投降
なんかアネル大丈夫か?
窓の外で赤い炎が揺れている。ここからは少し遠い様だがそれでも人々が右往左往する様子が伺えた。誰か爆発に巻き込まれたらしい。血塗れの人が瓦礫の中から引きずり出された。
よく見えないが、多分。死んだ。さすがにやり過ぎだろう?いくらどんな手段を使っても良いなんて言われていても。この男は下手をしたら村人を全員血祭りに上げるかもしれない。

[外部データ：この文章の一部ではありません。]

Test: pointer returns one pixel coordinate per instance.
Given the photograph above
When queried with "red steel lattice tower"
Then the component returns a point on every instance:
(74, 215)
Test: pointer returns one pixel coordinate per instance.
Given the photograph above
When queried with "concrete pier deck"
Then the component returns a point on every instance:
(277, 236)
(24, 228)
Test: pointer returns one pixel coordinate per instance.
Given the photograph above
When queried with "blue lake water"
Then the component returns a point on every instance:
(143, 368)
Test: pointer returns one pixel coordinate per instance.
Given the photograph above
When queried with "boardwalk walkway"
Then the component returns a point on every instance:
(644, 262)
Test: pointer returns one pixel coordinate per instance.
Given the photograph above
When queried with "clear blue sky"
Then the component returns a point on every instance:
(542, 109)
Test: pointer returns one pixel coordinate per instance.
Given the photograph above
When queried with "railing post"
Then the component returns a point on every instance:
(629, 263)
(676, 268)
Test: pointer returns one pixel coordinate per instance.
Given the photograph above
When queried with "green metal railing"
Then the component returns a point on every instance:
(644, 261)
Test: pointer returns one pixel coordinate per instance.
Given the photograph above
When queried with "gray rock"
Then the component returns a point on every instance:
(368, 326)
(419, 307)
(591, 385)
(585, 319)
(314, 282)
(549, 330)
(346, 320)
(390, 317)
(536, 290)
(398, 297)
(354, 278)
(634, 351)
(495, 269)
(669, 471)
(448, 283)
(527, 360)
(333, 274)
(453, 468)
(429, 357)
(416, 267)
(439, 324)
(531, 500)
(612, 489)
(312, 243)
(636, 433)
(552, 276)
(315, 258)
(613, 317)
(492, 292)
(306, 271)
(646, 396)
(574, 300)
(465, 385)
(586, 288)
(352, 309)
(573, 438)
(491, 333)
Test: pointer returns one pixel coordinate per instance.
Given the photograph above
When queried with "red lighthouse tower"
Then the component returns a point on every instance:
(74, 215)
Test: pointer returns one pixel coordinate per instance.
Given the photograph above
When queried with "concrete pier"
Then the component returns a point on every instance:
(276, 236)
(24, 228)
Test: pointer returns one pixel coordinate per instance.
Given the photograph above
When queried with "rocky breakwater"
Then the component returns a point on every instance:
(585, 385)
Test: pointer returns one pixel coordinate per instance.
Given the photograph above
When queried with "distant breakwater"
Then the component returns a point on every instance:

俺は悪びれた様子がなに一つ無い笑顔を浮かべている男に非難するように目を向けた。
「エル。お前さぁ。」
「大丈夫。この、姫様はのってくる。」
『ね?』
少女はユウトの肩を退かすように押すと真っ直ぐにエルを見据えた。顔色一つ変える事無く。それは、対峙するようだ。
「ユウト。行きなさい。」
彼女は男に振り向かず告げる。『異』を唱えることなど許さない。そう含まれているように聞こえた。だけれど思うに、そんな事承服出来るはずなんてないだろう?俺だったらます無理だ。
男は、顔を顰めたまま動かない。
「ユウト。」
「姫様。私はーー。」
「行きなさい。あなたは簡単な医術を知ってるでしょう?優しかった人達を助けなさい。」
ほとんど懇願する声に動じることは無い。ただ告げる。ユウトはぐっと唇を真一文字に結ぶと『了解しました』と上擦っだ声で走り抜けた。それをエルが止めないのは行っても行かなくとも結果は変らないと知っているからだろう。
溜息一つ。彼女は唇をゆっくりと開いた。
「……私が行けばこの国に何が起こるかお分かりですか?」
おそらく、行き着く先は『戦争』だろう。隣国アルドルはただこの国に入り込む正当な『きっかけ』が欲しいだけだから。
内乱で疲弊しているこの国の未来など知れている。
「さぁ?……でも、そんなこと俺らにはどうでも良いことだと思わない?国や人を儚んでやる余裕なんて無いもんでね。」
同感だ。
何一つ変わる事ない世界がきっと俺達一族の前には横たわっている。ゴミのような存在。どうでも良いのだ。本当にーー。
「思いません。」
少女はキッパリと言い切った。嘘ではない。そう思う。現実を知らないわけでは無いだろうに。それとも理想だろうか?
「アネル。」
突然呼ばれて俺は驚く。それはもう心臓が飛び出そうになるくらいに。そしてその後俺に向けられた笑顔は相当な破壊力を持っていた。
気づけば姫様の顔でなく、少女の顔をしている。
やばい。悶えそうだ。可愛すぎて。けれど、平静を装う。なんだか変態っぽいぞ俺。誰も気付いて無いと思っていたが、エルの刺さるような視線が痛い。
「どうしてぼんやりと立っているの?」
ふわりと笑う。俺もだがエルはよく分からなくて首を傾げた。
「せっかくユウトは行ったのに。」
ーーつまりは依頼を果たせと言うことだろう。あいつを追いやったのはわざとか。てか、あれよりエルを何とかして欲しいが。
ま、やってみるか。こいつ倒したら俺のランク上がるし。
俺は短剣を取り出した。エルは片眉を上げた。
「ん?やるの?アネル?でもーー。」
壊れてブラブラしている扉。その影にいる女を俺は確認して唖然とし、その行動が無理な事を悟った。